The engine enhancements began with a 308-degree duration cam with a .474-in. lift and an intake/exhaust valve overlap of 82 degrees. They were huge valves and were matched to perfectly fit. Olds said the W-31 V-8’s internals provided optimum weights and tolerances. The pistons, bearings and crankshaft were select-fit parts and the connecting rods were used only in W-31s. Atop the engine was a low-restriction air cleaner assembly covered by the twin-air-scoop hood with the chrome hold-down latches that were part of the new Force-Air system.
The 1970 4-4-2/Cutlass/F-85 two-doors were constructed on a 112-in. wheelbase with a full-perimeter frame and independent front suspension. The W-31 added the FE2 Rally-Sports suspension with heavy-duty parts front and back: coil springs, tubular hydraulic shock absorbers and solid 1-in. stabilizer bars. The FE2 package also included heavy-duty rear lower control arms. Standard on W-31 were the heavy-duty 14x7-in. JJ PC2 wheels, but Super Stock I (P05), Super Stock II (N66) or chrome wheel trim rings (P06) were optional.
The W-31 package also had as standard the N10 full dual-exhaust system with straight-through mufflers, resonators and tailpipes.
Maintaining an old friendship
In 1984, George took his W-31 apart a second time, this time lifting the body off the frame. He was working for Broadway Chevrolet/Oldsmobile in Green Bay at the time and was able to buy more factory replacement parts including front fenders, a trunk lid, bumpers and a GM exhaust system. In 1986, the car was repainted using base coat clear coat paint in the original green. The paint has held up so well that the car still looks like it was painted yesterday. Yursis rebuilt the engine a second time around 10 years ago and installed a Petronix electronic ignition kit.
Always working to improve his W-31, Yursis redid the carpet about two years ago and also put in new seat springs, seat padding and upholstery. He said that he once installed flooring and that the skills he learned in that career came in handy with the car’s upholstery. He had the original factory radio repaired at a local TV shop. The car also has a working tape deck.
After signing up for the 2016 Hot Rod Power Tour, George bought new B.F. Goodrich tires, and they have been put to use. He says he has driven the car about 10,000 miles since last rebuilding the engine and it has been to 38 states.

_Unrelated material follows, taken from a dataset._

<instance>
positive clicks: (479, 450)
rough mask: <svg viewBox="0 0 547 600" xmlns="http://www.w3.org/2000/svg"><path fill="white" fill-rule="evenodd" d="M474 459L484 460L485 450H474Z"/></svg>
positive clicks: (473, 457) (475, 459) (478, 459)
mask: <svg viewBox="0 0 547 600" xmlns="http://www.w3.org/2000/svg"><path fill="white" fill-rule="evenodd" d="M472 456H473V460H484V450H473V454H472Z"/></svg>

Although Yursis has upgraded several items on his rare W-31, he’s kept all the parts he took off so that the car can easily be put back to its factory-original equipment. He even has the original “dog dish” hubcaps, front bench seat, four-speed transmission, drive shaft and more. Like we said, Yursis knows that genuine factory parts always work well. They also look good on his car.